Egypt attack Libya after Islamic State murders Coptic Christians in video
Islamic State released a video on Sunday to show the beheadings of 21 Egyptian Christians in Libya and President Abdel Fattah al-Sisi warned that his country would respond to the deaths as it saw fit.
Speaking on national television hours after the release of the video, Sisi said Cairo would choose the “necessary means and timing to avenge the criminal killings”.
Egypt’s state news agency MENA quoted the spokesman for the Coptic Church as confirming that 21 Egyptian Christians believed to be held by Islamic State were dead.
A spokesman for the Armed Forces General Command announced airstrikes on state radio Monday, marking the first time Cairo had publicly acknowledged taking military action in neighboring Libya.
The video, which appeared on the Twitter feed of a website that supports Islamic State (ISIS), depicts several men in orange jumpsuits being led along a beach, each accompanied by a masked militant. The men are made to kneel and one militant, dressed differently than the others, addresses the camera in North American-accented English.
“All crusaders: safety for you will be only wishes, especially if you are fighting us all together.

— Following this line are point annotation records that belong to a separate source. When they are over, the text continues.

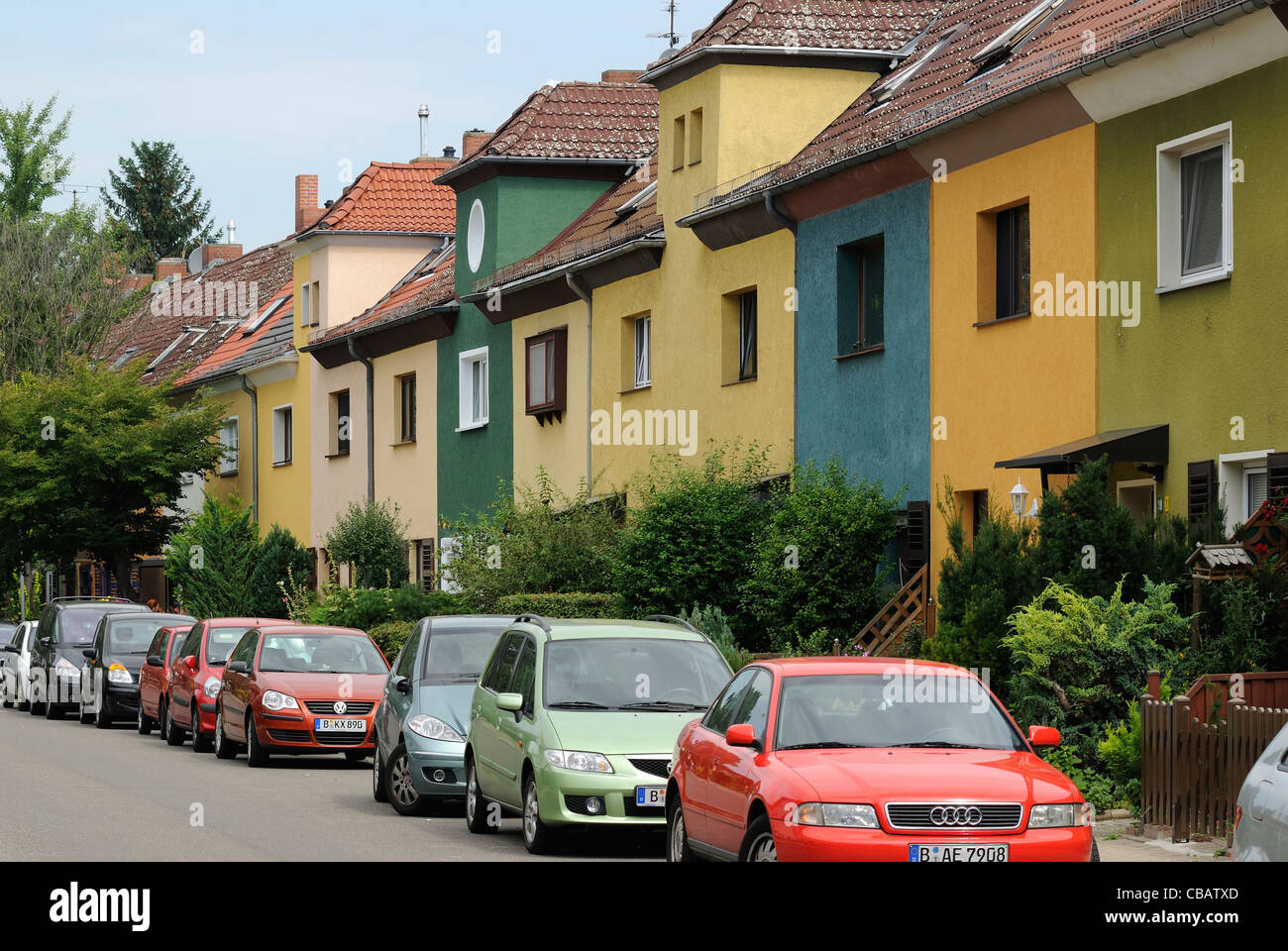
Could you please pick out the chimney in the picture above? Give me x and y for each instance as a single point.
(307, 210)
(472, 141)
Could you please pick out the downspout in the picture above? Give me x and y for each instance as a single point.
(372, 419)
(254, 445)
(584, 292)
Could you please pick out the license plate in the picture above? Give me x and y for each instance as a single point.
(340, 726)
(651, 795)
(984, 852)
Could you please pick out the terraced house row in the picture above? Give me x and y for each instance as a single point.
(958, 244)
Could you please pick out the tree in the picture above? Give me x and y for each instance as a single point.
(34, 163)
(93, 461)
(155, 196)
(60, 291)
(211, 561)
(372, 538)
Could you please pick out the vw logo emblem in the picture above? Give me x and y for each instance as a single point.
(956, 816)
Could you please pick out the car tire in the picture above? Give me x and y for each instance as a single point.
(758, 845)
(256, 754)
(174, 735)
(477, 808)
(677, 832)
(224, 748)
(536, 834)
(399, 789)
(200, 741)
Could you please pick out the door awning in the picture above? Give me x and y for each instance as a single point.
(1145, 445)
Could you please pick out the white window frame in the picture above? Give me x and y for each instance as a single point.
(1168, 197)
(228, 461)
(465, 389)
(278, 440)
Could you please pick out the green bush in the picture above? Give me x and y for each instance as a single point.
(372, 538)
(537, 540)
(692, 540)
(279, 558)
(561, 604)
(816, 562)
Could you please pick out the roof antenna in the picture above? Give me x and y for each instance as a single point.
(670, 37)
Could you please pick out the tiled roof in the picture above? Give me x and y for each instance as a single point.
(220, 361)
(949, 85)
(223, 290)
(429, 283)
(619, 215)
(579, 120)
(394, 197)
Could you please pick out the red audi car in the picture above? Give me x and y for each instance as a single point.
(194, 677)
(868, 759)
(300, 688)
(156, 672)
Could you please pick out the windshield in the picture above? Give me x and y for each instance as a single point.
(129, 638)
(220, 643)
(928, 710)
(632, 674)
(458, 656)
(321, 654)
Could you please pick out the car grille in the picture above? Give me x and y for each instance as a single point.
(326, 707)
(919, 816)
(653, 766)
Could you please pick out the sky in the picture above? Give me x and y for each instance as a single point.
(257, 93)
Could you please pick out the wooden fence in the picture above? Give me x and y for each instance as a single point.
(1192, 770)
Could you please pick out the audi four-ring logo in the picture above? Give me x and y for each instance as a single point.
(956, 816)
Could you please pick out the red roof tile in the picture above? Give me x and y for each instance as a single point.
(394, 197)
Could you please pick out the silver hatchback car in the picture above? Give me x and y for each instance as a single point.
(1261, 830)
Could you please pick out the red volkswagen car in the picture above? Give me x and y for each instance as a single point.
(156, 672)
(300, 689)
(194, 677)
(868, 759)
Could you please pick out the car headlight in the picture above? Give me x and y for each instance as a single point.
(840, 814)
(581, 762)
(1060, 816)
(279, 701)
(433, 728)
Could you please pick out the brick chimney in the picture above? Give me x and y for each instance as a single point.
(472, 141)
(307, 210)
(171, 266)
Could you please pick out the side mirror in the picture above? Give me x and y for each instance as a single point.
(1043, 736)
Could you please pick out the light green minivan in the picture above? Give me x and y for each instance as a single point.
(574, 723)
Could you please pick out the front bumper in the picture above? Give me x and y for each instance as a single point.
(797, 843)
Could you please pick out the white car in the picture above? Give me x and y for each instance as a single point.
(16, 681)
(1261, 826)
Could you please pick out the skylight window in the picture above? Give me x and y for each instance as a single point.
(1018, 33)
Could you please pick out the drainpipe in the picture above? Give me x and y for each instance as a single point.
(254, 445)
(584, 292)
(372, 419)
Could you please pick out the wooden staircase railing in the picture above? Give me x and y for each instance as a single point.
(884, 633)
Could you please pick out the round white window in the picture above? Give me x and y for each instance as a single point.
(476, 234)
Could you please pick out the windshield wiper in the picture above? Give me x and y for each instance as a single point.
(677, 706)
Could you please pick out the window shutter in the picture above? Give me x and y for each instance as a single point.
(1276, 467)
(1202, 489)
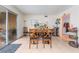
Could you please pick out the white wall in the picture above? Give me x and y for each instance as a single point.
(74, 17)
(50, 20)
(20, 18)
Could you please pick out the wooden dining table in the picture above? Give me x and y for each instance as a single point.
(39, 34)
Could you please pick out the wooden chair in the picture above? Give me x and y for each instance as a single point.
(47, 38)
(33, 37)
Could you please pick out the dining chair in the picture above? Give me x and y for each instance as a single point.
(33, 37)
(46, 38)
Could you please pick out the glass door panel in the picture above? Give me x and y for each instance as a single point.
(2, 26)
(11, 27)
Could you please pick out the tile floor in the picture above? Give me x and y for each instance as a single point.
(58, 46)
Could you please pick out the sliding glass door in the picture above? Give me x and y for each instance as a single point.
(7, 26)
(2, 26)
(11, 26)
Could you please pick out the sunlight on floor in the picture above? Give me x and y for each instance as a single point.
(58, 46)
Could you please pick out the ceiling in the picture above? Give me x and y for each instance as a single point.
(42, 9)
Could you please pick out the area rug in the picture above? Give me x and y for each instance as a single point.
(10, 48)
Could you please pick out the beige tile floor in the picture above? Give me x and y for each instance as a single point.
(58, 46)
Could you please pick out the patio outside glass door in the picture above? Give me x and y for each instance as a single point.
(2, 27)
(11, 27)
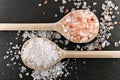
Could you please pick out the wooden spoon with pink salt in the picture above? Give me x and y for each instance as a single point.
(78, 26)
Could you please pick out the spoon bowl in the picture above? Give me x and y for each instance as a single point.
(68, 54)
(74, 35)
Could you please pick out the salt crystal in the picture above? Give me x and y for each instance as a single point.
(55, 0)
(77, 4)
(113, 16)
(20, 75)
(103, 6)
(66, 42)
(84, 62)
(43, 50)
(8, 65)
(39, 4)
(94, 3)
(116, 8)
(27, 74)
(78, 46)
(10, 43)
(64, 1)
(57, 36)
(118, 12)
(116, 44)
(115, 22)
(61, 9)
(56, 15)
(84, 3)
(7, 52)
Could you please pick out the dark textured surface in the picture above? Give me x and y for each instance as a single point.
(28, 11)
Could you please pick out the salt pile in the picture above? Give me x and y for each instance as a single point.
(110, 11)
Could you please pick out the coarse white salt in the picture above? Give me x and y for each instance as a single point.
(116, 8)
(55, 0)
(51, 73)
(64, 1)
(77, 4)
(80, 26)
(39, 4)
(94, 3)
(61, 9)
(116, 44)
(56, 15)
(20, 75)
(39, 52)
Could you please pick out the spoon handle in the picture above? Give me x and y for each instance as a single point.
(92, 54)
(27, 26)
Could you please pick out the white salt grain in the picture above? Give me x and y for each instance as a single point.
(64, 1)
(44, 53)
(116, 44)
(39, 4)
(20, 75)
(56, 15)
(116, 8)
(94, 3)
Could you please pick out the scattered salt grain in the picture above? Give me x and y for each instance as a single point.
(113, 16)
(94, 3)
(55, 0)
(51, 73)
(27, 74)
(77, 4)
(39, 4)
(64, 1)
(66, 42)
(116, 8)
(84, 62)
(10, 43)
(20, 75)
(43, 50)
(61, 9)
(116, 44)
(56, 15)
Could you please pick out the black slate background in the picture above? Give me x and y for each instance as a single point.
(27, 11)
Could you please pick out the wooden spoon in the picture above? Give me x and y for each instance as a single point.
(70, 54)
(57, 26)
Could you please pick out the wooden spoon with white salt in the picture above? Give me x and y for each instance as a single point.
(79, 26)
(41, 54)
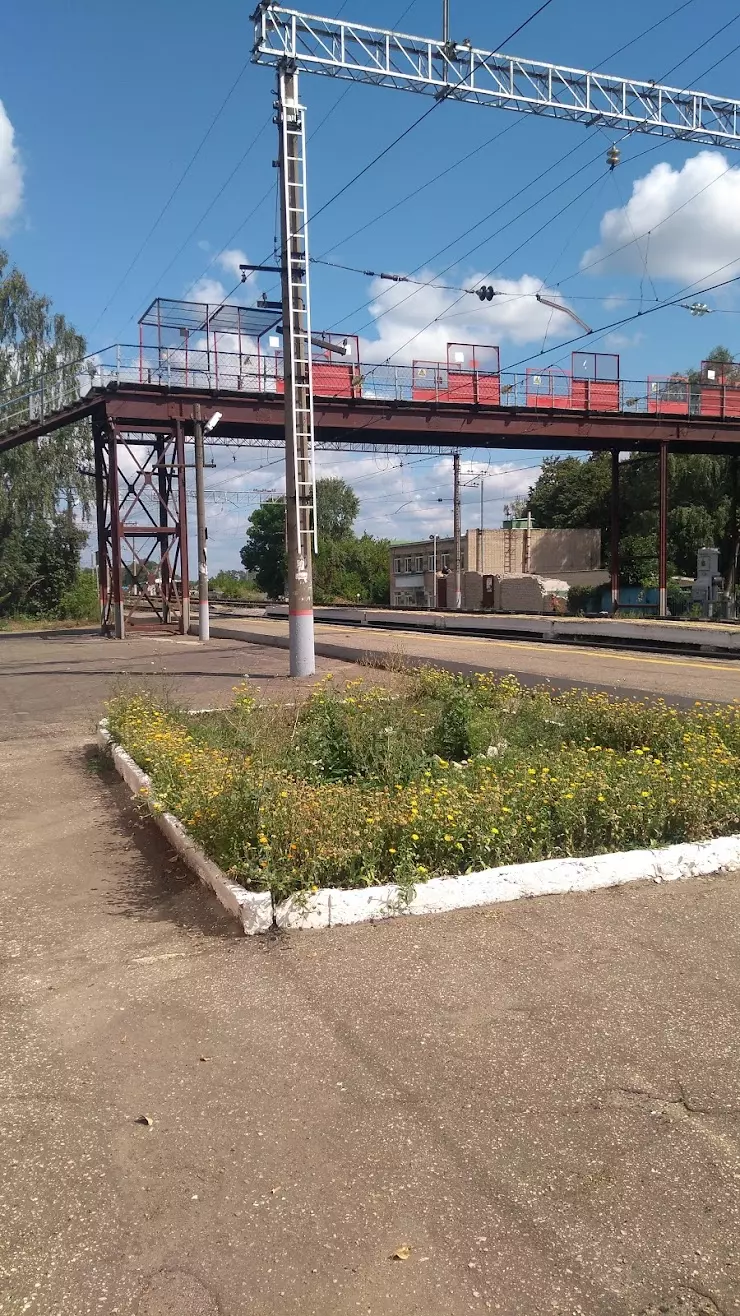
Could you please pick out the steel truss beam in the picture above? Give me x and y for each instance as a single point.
(457, 70)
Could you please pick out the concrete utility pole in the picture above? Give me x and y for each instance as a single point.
(300, 496)
(203, 616)
(456, 534)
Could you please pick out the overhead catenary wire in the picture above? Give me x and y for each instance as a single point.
(443, 96)
(487, 216)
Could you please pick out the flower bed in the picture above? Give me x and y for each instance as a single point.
(444, 775)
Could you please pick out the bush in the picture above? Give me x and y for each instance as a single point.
(450, 774)
(583, 599)
(80, 602)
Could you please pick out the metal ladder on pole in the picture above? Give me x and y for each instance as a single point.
(296, 332)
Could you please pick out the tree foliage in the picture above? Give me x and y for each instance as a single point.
(42, 486)
(346, 567)
(265, 549)
(573, 492)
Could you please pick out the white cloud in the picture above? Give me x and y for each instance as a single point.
(212, 290)
(11, 173)
(416, 324)
(207, 290)
(686, 223)
(399, 496)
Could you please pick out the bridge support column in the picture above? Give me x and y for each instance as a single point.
(614, 544)
(662, 531)
(140, 494)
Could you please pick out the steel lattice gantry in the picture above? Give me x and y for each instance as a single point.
(458, 70)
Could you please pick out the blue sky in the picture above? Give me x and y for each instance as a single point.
(107, 107)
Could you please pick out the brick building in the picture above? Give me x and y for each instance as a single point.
(569, 556)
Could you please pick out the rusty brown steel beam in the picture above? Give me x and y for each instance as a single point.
(410, 421)
(340, 419)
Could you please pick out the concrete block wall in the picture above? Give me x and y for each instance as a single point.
(535, 552)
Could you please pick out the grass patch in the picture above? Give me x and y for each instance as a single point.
(441, 775)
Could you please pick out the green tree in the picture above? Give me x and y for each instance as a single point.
(265, 549)
(573, 492)
(346, 567)
(337, 507)
(352, 570)
(44, 490)
(235, 584)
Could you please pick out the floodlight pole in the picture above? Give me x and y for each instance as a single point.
(457, 534)
(300, 496)
(203, 609)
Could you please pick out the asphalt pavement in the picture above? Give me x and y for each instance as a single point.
(535, 1107)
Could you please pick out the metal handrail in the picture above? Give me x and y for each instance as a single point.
(262, 374)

Therefore we will fight you all together,” he said. “The sea you have hidden Sheikh Usama Bin Laden’s body in, we swear to Allah we will mix it with your blood.”
The men are then laid face-down and simultaneously beheaded.
In a statement released Sunday evening, White House press secretary Josh Earnest condemned the purported killing as “despicable” and “cowardly,” adding that the group’s barbarity “knows no bounds.” The White House statement did not refer to the hostages as Christians, but only as “Egyptian citizens” and “innocents.”
“ISIL’s barbarity knows no bounds,” said Earnest, using another acronym for the terror group. “It is unconstrained by faith, sect, or ethnicity. … This heinous act once again underscores the urgent need for a political resolution to the conflict in Libya, the continuation of which only benefits terrorist groups, including ISIL. We call on all Libyans to strongly reject this and all acts of terrorism and to unite in the face of this shared and growing threat.”
Mina Thabet, a researcher at the Egyptian Commission for Rights and Freedoms, who has been communicating regularly with the families of the hostages, said he believed that all but one of the victims in the video were Egyptians.
Thabet blamed the Egyptian government for what he asserted was a delayed response to the hostage crisis. “There is blood on the hands of the authorities who could have saved them but failed to.”
In the weeks between the abduction and the release of the video, the families of the kidnapped Egyptians criticised what they saw as an inadequate response to the kidnapping.
The men’s families complained that Egypt’s ministry of foreign affairs did not immediately respond to their inquiries. One relative said the ministry had advised the families not to speak to the media.